Thursday, March 21, 12:15 - 1:30, Bulger Communication Center North
Situating Community Relevant Learning: Towards the Development of a Pedagogy of Urban Promise
Aligned with the campus theme: "Year of the City," this presentation shares a few of the triumphs and struggles gained from designing course activities that utilize technology to bring various community voices and artifacts in concert with the evolving pedagogical practices and/ or learning stances of prospective, pre-service, and present P-12 classroom teachers attending Buffalo State. Part illustrative, part conversational, part technologically creative, this presentation pushes on the notion of "best practices" as decontextualized, sometimes intentionally neglectful, routines disconnected from the lived experiences of urban education community stakeholders and their encompassing and inherited history. Instead, this presentation argues for the importance of identifying and incorporating community assets as part of the emerging instructional practices and beliefs about learning of future and current classroom teachers through the use of technology, while also reflecting the instantiation of a research agenda that seeks to develop more critically conscious classroom teachers and educators.

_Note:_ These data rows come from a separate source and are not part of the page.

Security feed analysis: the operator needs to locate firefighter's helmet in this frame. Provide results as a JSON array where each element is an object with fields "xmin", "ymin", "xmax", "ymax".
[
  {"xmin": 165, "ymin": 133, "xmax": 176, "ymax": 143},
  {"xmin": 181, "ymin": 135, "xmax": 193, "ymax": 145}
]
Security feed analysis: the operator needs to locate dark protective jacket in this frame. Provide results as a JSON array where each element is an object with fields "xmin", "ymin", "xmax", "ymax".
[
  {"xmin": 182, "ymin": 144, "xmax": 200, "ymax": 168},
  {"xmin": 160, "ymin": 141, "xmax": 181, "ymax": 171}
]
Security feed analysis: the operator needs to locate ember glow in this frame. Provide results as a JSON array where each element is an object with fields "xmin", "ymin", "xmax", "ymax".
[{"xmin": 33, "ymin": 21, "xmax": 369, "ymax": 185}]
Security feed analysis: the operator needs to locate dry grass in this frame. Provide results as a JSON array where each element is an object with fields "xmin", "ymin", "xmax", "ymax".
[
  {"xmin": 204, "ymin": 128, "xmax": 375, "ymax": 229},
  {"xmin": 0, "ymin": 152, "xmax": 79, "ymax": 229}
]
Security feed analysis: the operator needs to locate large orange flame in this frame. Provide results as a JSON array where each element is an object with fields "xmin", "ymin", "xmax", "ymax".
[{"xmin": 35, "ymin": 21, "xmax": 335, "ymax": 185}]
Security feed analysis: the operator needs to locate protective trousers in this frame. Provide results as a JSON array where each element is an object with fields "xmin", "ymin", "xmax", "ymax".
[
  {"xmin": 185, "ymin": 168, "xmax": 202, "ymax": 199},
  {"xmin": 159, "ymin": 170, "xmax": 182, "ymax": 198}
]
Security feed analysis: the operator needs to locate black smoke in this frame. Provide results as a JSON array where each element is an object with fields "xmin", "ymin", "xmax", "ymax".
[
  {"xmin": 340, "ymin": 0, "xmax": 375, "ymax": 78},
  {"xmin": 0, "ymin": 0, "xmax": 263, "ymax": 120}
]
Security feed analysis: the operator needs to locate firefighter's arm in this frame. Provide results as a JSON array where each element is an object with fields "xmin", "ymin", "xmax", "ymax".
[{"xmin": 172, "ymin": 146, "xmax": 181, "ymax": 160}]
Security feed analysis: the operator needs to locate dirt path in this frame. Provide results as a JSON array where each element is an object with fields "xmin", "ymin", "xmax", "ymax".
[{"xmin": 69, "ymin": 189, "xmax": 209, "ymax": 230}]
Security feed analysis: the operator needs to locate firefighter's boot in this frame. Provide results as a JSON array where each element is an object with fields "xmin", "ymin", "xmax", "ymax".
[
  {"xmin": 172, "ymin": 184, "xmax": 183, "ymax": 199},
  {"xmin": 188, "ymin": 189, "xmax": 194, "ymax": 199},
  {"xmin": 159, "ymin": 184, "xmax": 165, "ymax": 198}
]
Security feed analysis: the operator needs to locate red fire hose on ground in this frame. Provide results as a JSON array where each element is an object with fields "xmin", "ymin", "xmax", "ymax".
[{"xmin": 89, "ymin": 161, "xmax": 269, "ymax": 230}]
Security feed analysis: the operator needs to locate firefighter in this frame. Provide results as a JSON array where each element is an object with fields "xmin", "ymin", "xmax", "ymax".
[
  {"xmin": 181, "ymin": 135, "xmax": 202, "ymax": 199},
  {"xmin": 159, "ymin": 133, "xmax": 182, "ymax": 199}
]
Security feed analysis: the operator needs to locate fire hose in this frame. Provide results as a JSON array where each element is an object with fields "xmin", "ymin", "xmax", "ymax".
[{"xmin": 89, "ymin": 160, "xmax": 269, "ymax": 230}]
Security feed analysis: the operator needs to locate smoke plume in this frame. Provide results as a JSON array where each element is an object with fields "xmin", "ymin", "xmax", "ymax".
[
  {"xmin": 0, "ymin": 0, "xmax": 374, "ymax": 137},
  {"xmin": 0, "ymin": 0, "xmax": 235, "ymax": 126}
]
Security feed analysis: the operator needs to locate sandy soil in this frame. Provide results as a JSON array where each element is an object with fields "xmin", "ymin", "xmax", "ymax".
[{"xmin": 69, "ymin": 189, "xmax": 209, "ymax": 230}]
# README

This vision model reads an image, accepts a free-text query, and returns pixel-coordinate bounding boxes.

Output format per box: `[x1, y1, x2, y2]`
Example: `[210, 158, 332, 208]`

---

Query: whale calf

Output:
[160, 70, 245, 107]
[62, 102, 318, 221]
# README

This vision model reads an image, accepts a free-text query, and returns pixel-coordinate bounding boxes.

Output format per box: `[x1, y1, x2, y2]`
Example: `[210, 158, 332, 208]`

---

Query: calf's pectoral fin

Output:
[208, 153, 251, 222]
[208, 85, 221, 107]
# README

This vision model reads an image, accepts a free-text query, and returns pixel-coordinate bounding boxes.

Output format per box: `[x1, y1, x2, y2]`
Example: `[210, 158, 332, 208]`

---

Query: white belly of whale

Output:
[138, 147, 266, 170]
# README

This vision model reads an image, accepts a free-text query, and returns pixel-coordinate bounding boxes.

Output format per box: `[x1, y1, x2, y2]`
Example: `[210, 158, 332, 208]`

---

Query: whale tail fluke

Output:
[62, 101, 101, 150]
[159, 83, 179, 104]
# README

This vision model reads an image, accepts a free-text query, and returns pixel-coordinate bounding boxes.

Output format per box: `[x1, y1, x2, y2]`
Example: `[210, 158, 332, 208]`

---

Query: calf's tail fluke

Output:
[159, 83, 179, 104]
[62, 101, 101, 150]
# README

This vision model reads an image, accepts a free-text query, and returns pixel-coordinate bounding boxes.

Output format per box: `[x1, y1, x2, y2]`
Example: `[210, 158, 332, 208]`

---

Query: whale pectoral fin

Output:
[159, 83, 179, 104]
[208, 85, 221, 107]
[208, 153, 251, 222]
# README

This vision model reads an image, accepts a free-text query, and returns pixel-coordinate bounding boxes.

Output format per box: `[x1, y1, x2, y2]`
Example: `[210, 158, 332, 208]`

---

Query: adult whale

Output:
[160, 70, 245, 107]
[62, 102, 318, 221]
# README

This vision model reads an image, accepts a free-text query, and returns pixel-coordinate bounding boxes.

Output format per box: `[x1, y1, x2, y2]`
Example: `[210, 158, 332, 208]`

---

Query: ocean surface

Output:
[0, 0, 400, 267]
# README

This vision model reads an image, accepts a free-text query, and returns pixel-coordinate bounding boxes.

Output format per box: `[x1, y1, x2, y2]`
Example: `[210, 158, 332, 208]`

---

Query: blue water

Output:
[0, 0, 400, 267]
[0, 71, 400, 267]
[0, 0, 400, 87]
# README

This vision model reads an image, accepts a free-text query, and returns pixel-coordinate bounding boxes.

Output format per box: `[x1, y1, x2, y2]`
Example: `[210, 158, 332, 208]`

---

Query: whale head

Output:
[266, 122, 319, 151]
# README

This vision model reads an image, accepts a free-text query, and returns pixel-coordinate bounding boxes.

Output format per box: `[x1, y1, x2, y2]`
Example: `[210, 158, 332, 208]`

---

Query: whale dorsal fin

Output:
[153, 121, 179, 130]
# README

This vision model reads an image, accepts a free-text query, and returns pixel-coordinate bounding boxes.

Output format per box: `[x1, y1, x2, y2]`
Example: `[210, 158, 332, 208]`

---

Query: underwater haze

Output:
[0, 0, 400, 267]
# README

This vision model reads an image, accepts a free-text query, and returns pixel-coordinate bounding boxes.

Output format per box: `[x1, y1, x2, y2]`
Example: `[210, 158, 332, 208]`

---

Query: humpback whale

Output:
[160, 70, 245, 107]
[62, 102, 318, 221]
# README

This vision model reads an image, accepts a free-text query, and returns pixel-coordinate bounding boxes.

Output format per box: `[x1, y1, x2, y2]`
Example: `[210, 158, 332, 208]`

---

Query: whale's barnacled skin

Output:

Dr. Jevon D. Hunter has been an Assistant Professor in the Department of Elementary Education and Reading at Buffalo State since 2010. He received his Ph.D. in Curriculum and Instruction with an emphasis on literacy from the Urban Schooling division at UCLA. Jevon has taught a wide range of students and spent over a decade working in urban communities with non-dominant youth, their teachers and families in the service of helping to increase academic opportunities, experiences, and outcomes.
Jevon draws upon his diverse teaching experiences, professional background and expertise, and academic training to craft a schol<ar>tist identity and engages in an active research agenda that explores learning and literacies education as they impact non-dominant students in formal, informal, and hybrid urban school settings. Grounded in sociocultural theories of human development and informed by social justice-oriented perspectives of education, Jevon focuses on understanding the ways culture, history, language, and technology intersect with learning and literacies and the implications of this work for urban education. He pays special attention to the ways in which official and unofficial curricula, instructional policies, and teacher practices influence learning environments and dis/mis/empower students, teachers, and families. Jevon’s scholarship has appeared in peer-reviewed journals, and he has presented regularly at national and regional conferences. Equally significant, he has been a frequently invited guest to exchange ideas with schools and organizations within the Buffalo and Rochester areas.